To complete the 12 cfracs in this post and the 4 in the next, all associated with 16 "sporadic sequences", then 13 of them have closed-forms, 1 has six limits (also with closed-forms but one divergent), and the last 2 as divergent.

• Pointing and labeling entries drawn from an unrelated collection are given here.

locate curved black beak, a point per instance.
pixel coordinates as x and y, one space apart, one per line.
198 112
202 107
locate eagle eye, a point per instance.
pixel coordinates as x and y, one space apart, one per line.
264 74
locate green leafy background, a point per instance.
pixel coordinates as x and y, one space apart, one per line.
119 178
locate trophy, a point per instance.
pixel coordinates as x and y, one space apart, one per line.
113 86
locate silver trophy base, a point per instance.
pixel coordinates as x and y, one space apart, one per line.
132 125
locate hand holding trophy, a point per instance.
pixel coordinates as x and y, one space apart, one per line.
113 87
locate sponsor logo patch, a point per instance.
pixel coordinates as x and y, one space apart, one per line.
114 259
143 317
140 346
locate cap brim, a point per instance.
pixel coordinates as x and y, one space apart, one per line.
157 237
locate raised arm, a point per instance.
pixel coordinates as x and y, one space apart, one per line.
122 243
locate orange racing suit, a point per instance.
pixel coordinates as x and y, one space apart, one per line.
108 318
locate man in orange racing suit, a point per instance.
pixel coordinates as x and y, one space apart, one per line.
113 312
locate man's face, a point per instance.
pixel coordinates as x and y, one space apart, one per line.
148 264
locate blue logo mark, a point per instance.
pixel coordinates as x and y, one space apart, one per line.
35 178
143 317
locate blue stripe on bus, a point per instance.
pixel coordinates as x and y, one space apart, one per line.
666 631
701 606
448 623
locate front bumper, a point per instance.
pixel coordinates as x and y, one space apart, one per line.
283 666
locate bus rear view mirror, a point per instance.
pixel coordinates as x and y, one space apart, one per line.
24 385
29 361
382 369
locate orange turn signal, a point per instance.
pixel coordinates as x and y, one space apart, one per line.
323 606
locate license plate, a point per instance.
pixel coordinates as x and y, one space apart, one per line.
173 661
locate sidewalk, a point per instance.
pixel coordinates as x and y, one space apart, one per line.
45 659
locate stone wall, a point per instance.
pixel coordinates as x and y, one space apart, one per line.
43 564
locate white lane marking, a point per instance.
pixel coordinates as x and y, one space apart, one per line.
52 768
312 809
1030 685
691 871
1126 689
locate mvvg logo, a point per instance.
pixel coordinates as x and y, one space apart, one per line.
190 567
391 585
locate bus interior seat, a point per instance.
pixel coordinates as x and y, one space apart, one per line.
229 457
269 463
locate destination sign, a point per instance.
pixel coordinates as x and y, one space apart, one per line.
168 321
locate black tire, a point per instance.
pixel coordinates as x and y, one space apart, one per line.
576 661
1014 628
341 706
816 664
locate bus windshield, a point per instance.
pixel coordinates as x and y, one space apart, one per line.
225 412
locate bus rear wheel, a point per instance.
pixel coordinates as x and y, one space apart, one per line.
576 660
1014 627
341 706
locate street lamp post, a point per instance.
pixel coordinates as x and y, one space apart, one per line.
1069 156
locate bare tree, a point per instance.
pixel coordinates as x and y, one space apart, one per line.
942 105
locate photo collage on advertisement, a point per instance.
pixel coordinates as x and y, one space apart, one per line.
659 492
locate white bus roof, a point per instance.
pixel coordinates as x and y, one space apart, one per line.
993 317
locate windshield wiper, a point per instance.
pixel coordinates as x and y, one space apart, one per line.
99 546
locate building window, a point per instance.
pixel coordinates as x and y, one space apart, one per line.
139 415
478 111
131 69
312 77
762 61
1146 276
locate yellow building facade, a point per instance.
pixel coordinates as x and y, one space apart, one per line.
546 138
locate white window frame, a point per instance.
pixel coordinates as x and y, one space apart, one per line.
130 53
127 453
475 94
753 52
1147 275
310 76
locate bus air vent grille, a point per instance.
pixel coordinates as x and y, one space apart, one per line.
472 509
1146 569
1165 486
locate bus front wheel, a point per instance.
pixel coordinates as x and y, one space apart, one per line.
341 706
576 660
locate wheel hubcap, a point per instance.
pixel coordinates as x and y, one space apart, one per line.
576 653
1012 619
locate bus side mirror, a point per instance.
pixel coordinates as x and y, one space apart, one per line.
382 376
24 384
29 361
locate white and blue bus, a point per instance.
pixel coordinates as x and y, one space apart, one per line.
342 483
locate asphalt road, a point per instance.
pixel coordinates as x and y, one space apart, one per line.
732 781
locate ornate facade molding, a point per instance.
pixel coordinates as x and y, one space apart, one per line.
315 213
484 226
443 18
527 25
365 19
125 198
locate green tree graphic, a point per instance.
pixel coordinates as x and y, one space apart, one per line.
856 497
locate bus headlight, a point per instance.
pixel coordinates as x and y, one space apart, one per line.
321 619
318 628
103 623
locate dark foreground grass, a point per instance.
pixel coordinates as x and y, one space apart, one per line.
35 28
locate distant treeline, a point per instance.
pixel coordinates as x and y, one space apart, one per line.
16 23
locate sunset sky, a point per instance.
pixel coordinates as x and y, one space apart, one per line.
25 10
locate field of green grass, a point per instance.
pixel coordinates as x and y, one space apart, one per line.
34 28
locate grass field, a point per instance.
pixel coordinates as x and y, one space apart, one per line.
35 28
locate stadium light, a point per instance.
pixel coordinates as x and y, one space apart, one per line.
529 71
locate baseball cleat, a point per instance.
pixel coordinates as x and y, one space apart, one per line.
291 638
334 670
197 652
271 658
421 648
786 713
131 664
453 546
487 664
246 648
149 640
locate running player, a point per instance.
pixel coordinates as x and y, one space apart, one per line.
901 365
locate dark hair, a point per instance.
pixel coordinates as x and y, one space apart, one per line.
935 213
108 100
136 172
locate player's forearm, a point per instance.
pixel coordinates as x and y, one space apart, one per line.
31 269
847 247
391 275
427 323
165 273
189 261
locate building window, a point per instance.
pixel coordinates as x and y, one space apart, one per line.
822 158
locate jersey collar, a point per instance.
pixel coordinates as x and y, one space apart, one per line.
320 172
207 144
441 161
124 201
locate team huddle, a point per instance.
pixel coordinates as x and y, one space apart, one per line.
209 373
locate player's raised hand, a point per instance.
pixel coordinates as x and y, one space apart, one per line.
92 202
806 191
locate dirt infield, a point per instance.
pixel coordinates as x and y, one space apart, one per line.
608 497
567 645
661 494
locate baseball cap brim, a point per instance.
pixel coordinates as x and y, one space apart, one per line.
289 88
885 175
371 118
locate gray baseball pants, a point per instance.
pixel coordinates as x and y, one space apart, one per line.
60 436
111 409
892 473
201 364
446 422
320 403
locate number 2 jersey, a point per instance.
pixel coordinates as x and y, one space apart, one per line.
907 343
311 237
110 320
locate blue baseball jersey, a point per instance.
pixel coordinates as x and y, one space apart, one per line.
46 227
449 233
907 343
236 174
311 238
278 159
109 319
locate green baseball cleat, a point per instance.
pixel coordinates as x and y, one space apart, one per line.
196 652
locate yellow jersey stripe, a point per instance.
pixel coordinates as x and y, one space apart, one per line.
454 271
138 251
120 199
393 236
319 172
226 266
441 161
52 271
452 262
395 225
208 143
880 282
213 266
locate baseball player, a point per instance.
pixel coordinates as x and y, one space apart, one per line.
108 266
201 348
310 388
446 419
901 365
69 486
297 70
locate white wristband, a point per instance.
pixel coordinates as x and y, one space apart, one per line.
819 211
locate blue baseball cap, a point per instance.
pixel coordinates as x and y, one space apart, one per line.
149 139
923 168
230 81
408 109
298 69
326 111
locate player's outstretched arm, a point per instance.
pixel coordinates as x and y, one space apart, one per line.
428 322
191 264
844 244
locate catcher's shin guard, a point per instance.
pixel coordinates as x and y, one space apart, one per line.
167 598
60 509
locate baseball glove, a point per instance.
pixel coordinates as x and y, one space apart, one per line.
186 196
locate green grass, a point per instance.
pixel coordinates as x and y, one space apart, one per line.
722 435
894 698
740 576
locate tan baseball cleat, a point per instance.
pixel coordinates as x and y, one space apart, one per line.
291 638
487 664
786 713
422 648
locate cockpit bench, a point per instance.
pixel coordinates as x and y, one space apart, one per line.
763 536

We evaluate the last 3 cfracs for $n = 1000\; \text{to}\; 1200,$ sort the values $v$, and plot the values $-2<v<2.$

---

I. Degree 2 for (-9,-3,-27)

$$C_2(-9,-3,-27) = \frac1{-3 + \large{\underset{k=1}{\overset{n}{\mathrm K}} ~ \frac{-27k^4}{(-9k^2-9k-3)}}}$$

As discussed in the post above, this has six limits as clearly seen in the plot below (the divergent $v \to \infty$ is not shown),

---

II. Degree 3 for (11,3,1)

$$C_3(11,3,1) = \frac1{-5 + \large{\underset{k=1}{\overset{n}{\mathrm K}} ~ \frac{-125k^4}{-(2k+1)(11k^2+11k+5)}}}$$

Its plot is vastly different and presumably has infinitely many limits within $-1<v<0$,

It has an illusory "pattern" if $n$ is mod $5$ or mod $7$ which misled me for a while, but it disappeared with further analysis.

---

III. Degree 3 for (7,2,8)

$$C_3(7,2,8) = \frac1{-3 + \large{\underset{k=1}{\overset{n}{\mathrm K}} ~ \frac{-81k^4}{-(2k+1)(7k^2+7k+3)}}}$$

Likewise, its plot looks very similar to the previous one,

so the same conclusion about it can be made.